Friday, February 4, 2022

Documenting Travel

People don't fully recognize the immense and versatile documentary power of a smart phone camera while on the go, especially while traveling.

Just pulled up to a restaurant, bar, shop, museum, park? Found a great coconut juice vendor on some beach? First thing, shoot a photo of your foot.

Or whatever. Doesn't matter. Just to record GPS data and date/time, so you know where you were and when. It will be a cinch to locate the address and venue name later. If you do this whenever you stop, you'll have a perfect, thorough, reliable record of your movements, without using up any data allowance (if you're abroad and not on a foreign data plan). Never again wonder where that cool thing you found was. Also take a reminder (not necessarily artistic) shot of the cool thing, for linkage. 

Say you're checking out a place you previously read about on the internet, and want to tie that info in with your photos without stopping to take notes. Call up the web page in your browser and take a screenshot. You'll thus capture the URL (and with the latest iphone OS, you can always select and copy the URL's text directly from the photo).

Found an informative brochure for where you are? Or a sign showing operating hours? Or a menu? Swiftly shoot every page. Bang bang bang bang. Then throw away the paper. Return home without business cards, brochures, etc. It's all on your phone. One Camera Roll to rule them all.

Need to match a photo to some note you've taken? "Chauncy recommended this caviar"? Open the note on your phone. Screenshot. Then shoot the caviar (or menu or venue name). Done. All together nicely.

If you have some live comment you need to tie in (“must return on a Thursday for half-priced wine”), don't open your phone's notebook app to write a note that will be tough to associate back to this time/place. Instead, scrawl your note on a paper napkin and shoot the napkin (and then throw it away). Or else go ahead and open your notebook app, take a note, then screenshot the note and delete the note itself. Just pack the bejesus out of your camera roll!

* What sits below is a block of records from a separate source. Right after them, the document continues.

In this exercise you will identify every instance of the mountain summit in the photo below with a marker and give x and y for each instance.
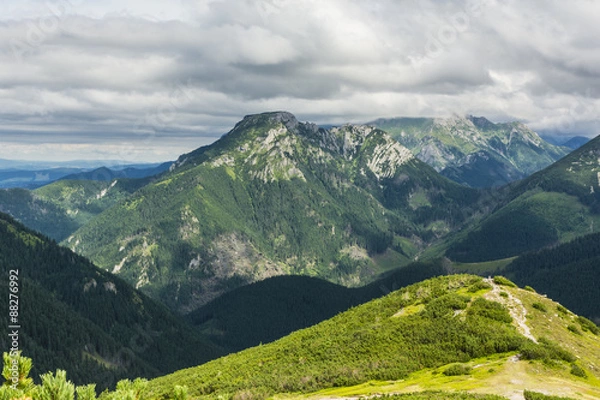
(275, 196)
(473, 150)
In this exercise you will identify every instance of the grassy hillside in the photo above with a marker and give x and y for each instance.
(79, 318)
(552, 206)
(275, 197)
(474, 151)
(450, 333)
(268, 310)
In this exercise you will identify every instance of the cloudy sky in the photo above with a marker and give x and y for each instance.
(146, 80)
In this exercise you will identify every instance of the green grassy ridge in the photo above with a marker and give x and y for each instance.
(79, 318)
(365, 343)
(262, 312)
(567, 273)
(302, 226)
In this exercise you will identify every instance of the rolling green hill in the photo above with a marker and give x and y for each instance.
(551, 206)
(79, 318)
(568, 273)
(60, 208)
(472, 150)
(455, 333)
(268, 310)
(275, 197)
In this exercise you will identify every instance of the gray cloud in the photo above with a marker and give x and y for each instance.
(179, 76)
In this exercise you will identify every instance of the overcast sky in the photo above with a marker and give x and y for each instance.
(146, 80)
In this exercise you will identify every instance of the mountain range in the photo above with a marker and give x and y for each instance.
(473, 150)
(275, 197)
(77, 317)
(288, 242)
(551, 206)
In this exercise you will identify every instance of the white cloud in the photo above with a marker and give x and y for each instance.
(115, 69)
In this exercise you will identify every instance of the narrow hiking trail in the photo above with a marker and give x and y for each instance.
(515, 307)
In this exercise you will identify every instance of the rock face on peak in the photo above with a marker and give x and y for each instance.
(275, 196)
(473, 150)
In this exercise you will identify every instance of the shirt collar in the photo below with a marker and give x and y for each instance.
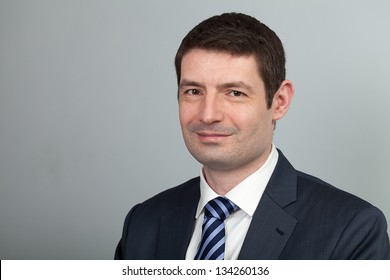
(247, 194)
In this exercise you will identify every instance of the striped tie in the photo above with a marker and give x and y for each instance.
(212, 244)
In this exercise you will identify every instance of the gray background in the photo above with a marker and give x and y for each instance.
(88, 110)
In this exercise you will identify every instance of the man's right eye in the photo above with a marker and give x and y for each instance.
(192, 92)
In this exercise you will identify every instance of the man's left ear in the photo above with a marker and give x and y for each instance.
(282, 100)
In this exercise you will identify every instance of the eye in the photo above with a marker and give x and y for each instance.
(192, 92)
(236, 93)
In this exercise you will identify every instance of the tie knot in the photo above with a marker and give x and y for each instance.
(220, 208)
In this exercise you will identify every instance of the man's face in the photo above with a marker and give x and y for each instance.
(223, 113)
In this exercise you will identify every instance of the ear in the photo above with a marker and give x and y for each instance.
(282, 100)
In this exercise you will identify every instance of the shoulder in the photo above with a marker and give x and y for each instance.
(310, 188)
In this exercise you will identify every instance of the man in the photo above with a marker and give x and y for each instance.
(249, 202)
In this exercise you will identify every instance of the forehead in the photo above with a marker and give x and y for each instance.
(210, 64)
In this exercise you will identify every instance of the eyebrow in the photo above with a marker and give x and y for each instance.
(237, 84)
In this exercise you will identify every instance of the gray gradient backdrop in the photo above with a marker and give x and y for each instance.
(89, 119)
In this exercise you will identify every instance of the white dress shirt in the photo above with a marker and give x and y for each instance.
(246, 195)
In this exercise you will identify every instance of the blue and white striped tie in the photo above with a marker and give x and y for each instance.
(212, 244)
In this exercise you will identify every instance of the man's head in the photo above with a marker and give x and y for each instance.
(239, 35)
(231, 92)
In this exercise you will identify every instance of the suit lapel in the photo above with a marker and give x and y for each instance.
(177, 226)
(271, 225)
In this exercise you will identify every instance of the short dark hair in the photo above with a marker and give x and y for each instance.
(239, 34)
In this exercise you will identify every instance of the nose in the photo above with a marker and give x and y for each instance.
(211, 109)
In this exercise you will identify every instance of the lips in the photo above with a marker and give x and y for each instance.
(211, 137)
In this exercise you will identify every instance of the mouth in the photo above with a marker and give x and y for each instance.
(211, 137)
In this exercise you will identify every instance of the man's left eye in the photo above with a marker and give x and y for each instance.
(236, 93)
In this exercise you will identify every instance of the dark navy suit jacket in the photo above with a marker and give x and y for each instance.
(298, 217)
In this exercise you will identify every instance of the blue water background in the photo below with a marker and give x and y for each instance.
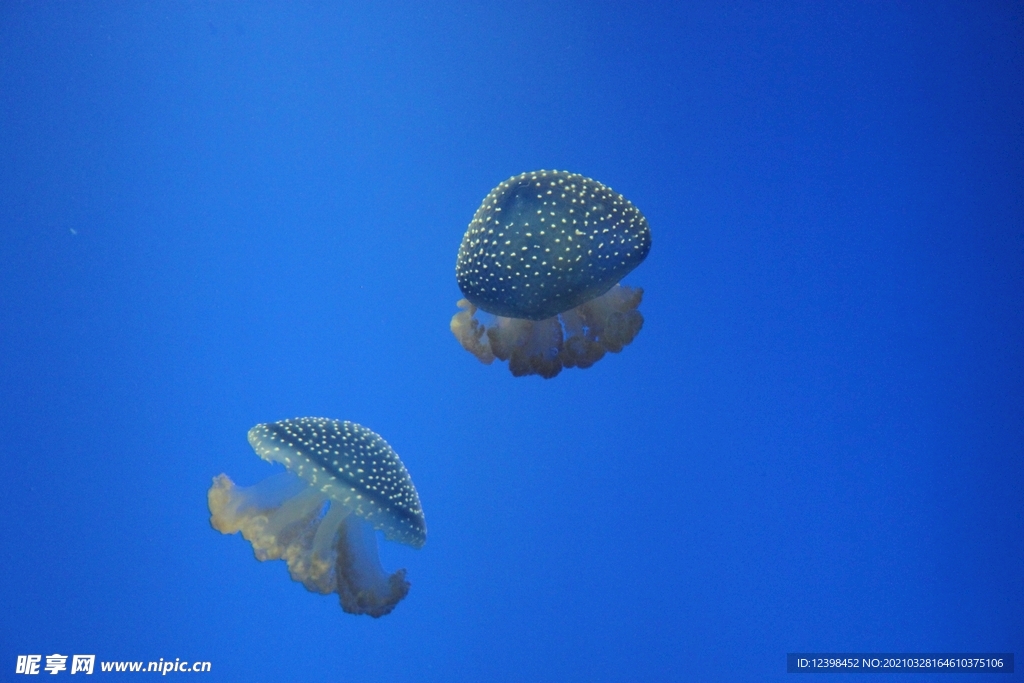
(219, 214)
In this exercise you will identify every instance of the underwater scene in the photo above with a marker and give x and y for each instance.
(478, 341)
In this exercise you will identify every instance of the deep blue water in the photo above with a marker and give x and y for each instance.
(214, 215)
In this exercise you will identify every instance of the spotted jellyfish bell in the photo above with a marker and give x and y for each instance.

Finally, shoot the receipt. Go paperless. This shot is also tied to GPS data and time/date.

When you're back home, you'll know every stop, every venue, and every expense. Twenty years later, you'll know exactly where you bought that great coconut juice on the beach, and even what you paid for it!

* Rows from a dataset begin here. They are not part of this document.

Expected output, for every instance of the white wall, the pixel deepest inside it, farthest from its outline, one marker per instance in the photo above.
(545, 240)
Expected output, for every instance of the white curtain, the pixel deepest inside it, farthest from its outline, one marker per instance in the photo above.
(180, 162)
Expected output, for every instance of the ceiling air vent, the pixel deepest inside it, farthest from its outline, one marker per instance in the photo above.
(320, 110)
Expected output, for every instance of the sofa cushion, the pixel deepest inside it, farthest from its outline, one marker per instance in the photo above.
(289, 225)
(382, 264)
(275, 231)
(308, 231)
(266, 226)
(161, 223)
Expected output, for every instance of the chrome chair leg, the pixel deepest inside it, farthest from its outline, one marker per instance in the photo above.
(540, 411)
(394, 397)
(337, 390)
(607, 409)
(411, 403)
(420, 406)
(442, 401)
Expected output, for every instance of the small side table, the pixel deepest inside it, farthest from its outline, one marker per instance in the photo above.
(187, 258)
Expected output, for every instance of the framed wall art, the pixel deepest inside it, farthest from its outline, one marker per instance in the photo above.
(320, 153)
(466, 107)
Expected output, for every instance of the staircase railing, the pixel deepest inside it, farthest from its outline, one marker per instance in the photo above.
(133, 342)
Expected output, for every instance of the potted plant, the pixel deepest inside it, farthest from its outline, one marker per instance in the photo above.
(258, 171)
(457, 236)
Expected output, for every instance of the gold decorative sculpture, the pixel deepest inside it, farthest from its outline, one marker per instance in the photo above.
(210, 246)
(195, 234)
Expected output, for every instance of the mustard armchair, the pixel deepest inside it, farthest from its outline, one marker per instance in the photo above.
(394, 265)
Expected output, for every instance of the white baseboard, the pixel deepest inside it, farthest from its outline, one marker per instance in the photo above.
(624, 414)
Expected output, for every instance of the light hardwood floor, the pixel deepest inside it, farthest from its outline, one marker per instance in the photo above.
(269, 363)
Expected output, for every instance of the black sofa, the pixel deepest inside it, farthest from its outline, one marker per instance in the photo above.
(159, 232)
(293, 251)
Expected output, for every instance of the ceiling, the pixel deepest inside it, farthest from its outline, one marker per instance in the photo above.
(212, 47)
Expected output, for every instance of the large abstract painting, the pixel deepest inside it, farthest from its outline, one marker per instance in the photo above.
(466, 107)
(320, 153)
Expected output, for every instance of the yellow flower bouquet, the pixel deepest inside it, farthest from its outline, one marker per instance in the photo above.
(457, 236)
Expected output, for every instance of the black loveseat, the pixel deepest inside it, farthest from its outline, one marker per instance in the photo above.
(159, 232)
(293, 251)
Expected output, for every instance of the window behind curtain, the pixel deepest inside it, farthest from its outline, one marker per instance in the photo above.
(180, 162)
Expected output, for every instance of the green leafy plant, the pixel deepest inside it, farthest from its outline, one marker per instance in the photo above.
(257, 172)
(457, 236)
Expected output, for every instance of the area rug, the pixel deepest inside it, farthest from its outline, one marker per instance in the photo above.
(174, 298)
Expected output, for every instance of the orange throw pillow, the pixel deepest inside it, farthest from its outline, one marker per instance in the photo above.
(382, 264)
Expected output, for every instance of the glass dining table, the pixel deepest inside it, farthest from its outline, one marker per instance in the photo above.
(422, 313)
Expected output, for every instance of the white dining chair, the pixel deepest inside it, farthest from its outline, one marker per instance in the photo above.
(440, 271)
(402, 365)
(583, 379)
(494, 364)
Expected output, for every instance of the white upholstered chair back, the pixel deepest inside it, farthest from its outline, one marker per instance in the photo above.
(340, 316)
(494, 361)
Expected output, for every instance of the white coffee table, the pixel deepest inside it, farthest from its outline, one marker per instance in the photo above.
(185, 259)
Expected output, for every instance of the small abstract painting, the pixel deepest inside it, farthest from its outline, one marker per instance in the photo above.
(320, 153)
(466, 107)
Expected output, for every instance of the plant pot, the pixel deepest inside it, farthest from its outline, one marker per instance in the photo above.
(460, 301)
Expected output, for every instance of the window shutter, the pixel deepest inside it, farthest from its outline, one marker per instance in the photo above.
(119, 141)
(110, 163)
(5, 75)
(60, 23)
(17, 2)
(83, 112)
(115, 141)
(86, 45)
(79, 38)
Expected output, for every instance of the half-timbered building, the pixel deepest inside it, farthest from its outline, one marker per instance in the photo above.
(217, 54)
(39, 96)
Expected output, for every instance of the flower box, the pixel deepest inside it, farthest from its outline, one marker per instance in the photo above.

75% of my camera shots while traveling are purely reference (it's more like 50% for normal life at home). Stuff like recording of GPS data, taking of screenshots, elimination of paper (e.g. I don't record checks, I photograph them after I write them). Those support materials make my artistic photography much much easily to account for and share later. It's the best possible use of packrat instincts!

Then, when you do shoot real photos, shoot freely. No need to establish context, account for where you were when, or to associate your photos with supplementary data, notes, info, etc. It's all laid out, in beautiful chronological order, in your camera roll.